May I rant for a little bit?
There has been a storm brewing in the right-wing blogs, with Michelle Malkin leading the charge, over the winning design for the memorial that will be built in honor of the passengers and crew who died in United Airlines Flight 93, which crashed in a Pennsylvania field on Sept. 11, 2001 after its passengers wrestled control of the plane from its hijackers.
The winning design is a semi-circle of maple trees, whose leaves will turn red during the fall. Critics immediately seized upon the fact that the semi-circle of red-leafed maple trees eerily resembles the Muslim Crescent, which can be seen on the national flag of Turkey. Blogger Zombie produced this animation which illustrates the similarities. And the proposed name of the memorial, Crescent of Embrace, did not make things any better.
Other bloggers disagreed, most notably my fellow cat fancier and blog friend Sissy Willis. Perhaps the whole thing has gotten a little out of hand, although as a blog commenter at Captain's Quarters pointed out, architects take a daily bath in symbolism; everything they design has known symbolic elements in its form.
What bothers me about all this is that we can't simply have a memorial that commemorates an event, or pays homage to those who died bravely. No, we must sympathize, we must "embrace." Why on earth would we want to embrace the ideology or the memory of the hijackers who caused the deaths of these innocent civilians? I love the people of the Middle East as I do all mankind, and I pray for their welfare and for their deliverance from religious and societal bondage. But I have no desire to "embrace" the 9/11 hijackers' way of life, nor its nihilistic death cult of a religion, no matter how much I may like hummus and pita bread or doe-eyed Arab beauties.
I don't know how we did it, but somehow Oklahoma City escaped foolish post-modern cultural relativism and managed to build a memorial to the 168 Murrah Building bombing victims that did not blame the US government, or attempt to show how we have mistreated natives and minorities over the course of our nation's existence.
But the September 11th people just can't seem to get things right. First they had to kill the proposal for a statue commemorating the famous photo of three NYC firemen raising the American flag because the firemen weren't "red and yellow, black and white." Nope -- can't portray three "white" people standing within 18 inches of each other - that would be discrimination. Then they planned to build a "why they hate us" pavilion on the remains of the World Trade Center, which explored the inequities of mankind and the exploitation of various peoples throughout history, naturally culminating with the exploitation of other cultures by the Christian West. And now this. God help us all.

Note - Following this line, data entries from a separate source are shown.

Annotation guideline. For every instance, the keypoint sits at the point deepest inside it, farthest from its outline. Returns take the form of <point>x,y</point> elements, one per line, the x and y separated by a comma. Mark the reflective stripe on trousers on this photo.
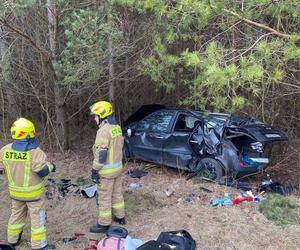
<point>111,168</point>
<point>118,205</point>
<point>15,229</point>
<point>105,213</point>
<point>39,234</point>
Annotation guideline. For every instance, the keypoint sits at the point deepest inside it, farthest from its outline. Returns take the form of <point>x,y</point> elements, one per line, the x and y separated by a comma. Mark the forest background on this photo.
<point>58,57</point>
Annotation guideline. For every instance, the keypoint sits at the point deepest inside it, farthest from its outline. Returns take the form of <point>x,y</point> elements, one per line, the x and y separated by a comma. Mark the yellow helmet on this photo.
<point>103,109</point>
<point>22,129</point>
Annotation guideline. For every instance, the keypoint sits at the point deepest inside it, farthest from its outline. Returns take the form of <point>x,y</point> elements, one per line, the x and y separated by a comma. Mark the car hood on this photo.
<point>261,132</point>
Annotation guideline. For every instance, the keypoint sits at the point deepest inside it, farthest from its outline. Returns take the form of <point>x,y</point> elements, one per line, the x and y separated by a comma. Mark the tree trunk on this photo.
<point>59,92</point>
<point>111,79</point>
<point>7,85</point>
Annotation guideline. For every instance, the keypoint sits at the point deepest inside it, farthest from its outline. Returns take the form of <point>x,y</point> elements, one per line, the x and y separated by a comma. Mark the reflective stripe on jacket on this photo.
<point>109,137</point>
<point>20,168</point>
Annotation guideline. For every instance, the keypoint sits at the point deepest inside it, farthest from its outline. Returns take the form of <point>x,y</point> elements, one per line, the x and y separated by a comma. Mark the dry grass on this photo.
<point>150,211</point>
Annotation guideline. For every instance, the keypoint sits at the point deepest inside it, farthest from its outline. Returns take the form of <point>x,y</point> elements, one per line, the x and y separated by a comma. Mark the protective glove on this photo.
<point>95,176</point>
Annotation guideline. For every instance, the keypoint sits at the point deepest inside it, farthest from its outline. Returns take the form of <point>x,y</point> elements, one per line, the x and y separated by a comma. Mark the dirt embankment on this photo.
<point>150,211</point>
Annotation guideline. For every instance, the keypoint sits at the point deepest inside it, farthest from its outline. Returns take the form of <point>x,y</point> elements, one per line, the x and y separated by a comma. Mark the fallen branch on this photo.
<point>29,39</point>
<point>259,25</point>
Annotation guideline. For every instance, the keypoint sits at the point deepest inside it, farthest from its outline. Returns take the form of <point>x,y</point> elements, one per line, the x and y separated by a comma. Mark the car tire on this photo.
<point>126,154</point>
<point>213,168</point>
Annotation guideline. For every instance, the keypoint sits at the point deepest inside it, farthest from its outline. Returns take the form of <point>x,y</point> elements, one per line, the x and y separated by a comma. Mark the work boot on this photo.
<point>121,221</point>
<point>18,241</point>
<point>98,229</point>
<point>48,247</point>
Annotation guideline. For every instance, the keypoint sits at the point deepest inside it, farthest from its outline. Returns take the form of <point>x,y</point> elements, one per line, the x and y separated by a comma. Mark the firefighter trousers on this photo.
<point>16,223</point>
<point>111,201</point>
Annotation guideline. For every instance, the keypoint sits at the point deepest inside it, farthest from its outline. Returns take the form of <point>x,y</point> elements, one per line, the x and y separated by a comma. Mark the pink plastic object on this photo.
<point>111,243</point>
<point>241,199</point>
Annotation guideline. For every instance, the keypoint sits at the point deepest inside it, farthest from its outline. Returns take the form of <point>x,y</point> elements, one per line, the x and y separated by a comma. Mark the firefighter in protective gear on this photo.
<point>25,165</point>
<point>108,167</point>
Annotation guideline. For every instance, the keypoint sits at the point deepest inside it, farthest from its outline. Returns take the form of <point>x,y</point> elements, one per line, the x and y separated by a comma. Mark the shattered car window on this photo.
<point>156,122</point>
<point>186,123</point>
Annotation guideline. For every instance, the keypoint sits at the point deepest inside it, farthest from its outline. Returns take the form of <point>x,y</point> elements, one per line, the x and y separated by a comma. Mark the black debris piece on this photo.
<point>237,184</point>
<point>137,173</point>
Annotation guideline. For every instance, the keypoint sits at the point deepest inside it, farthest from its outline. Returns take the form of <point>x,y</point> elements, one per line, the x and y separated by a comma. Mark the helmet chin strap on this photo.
<point>111,119</point>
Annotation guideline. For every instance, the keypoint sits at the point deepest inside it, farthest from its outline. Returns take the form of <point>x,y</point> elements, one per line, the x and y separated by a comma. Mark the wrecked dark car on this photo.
<point>221,144</point>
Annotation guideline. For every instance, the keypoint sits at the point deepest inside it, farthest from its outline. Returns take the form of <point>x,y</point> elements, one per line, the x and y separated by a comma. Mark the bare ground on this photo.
<point>150,211</point>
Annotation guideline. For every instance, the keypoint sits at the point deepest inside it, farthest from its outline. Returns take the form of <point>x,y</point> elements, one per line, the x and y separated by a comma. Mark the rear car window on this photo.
<point>156,122</point>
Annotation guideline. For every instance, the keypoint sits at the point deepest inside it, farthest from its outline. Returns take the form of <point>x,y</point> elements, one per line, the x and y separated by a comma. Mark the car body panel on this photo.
<point>180,138</point>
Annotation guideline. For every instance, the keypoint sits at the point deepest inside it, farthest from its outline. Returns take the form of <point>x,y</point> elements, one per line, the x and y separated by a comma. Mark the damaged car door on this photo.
<point>177,151</point>
<point>149,134</point>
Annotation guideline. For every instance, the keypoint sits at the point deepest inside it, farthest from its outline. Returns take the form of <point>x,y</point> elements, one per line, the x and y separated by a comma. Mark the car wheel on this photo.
<point>211,169</point>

Of course CAIR (the Council for American-Islamic Relations) has to go and make things worse by issuing a clumsy defense of the proposed memorial, describing it as "a memorial to those aboard a plane that crashed in Pennsylvania." Crashed. Not "hijacked by terrorists" - crashed. If that is the way that Islamic special interest groups want flight 93 to be memorialized -- a complete white-washing of the fact that Islamic radicals caused the "crash" -- then we have much more serious problems on our hands than just the shape of the memorial.
If you want to make your voice heard, you can contact the Gail Norton, Secretary of the US Department of the Interior, who must issue final approval for the memorial. Michelle Malkin has provided the contact information:
Her email: gale_norton@ios.doi.gov.
Her phone: 202 208-7351.
Her mailing address: Department of Interior 1849 C St, NW, Washington DC 20240.
UPDATE: via Michelle Malkin's blog, the AP is now reporting that the memorial will be redrawn by its designer in order to "satisfy critics."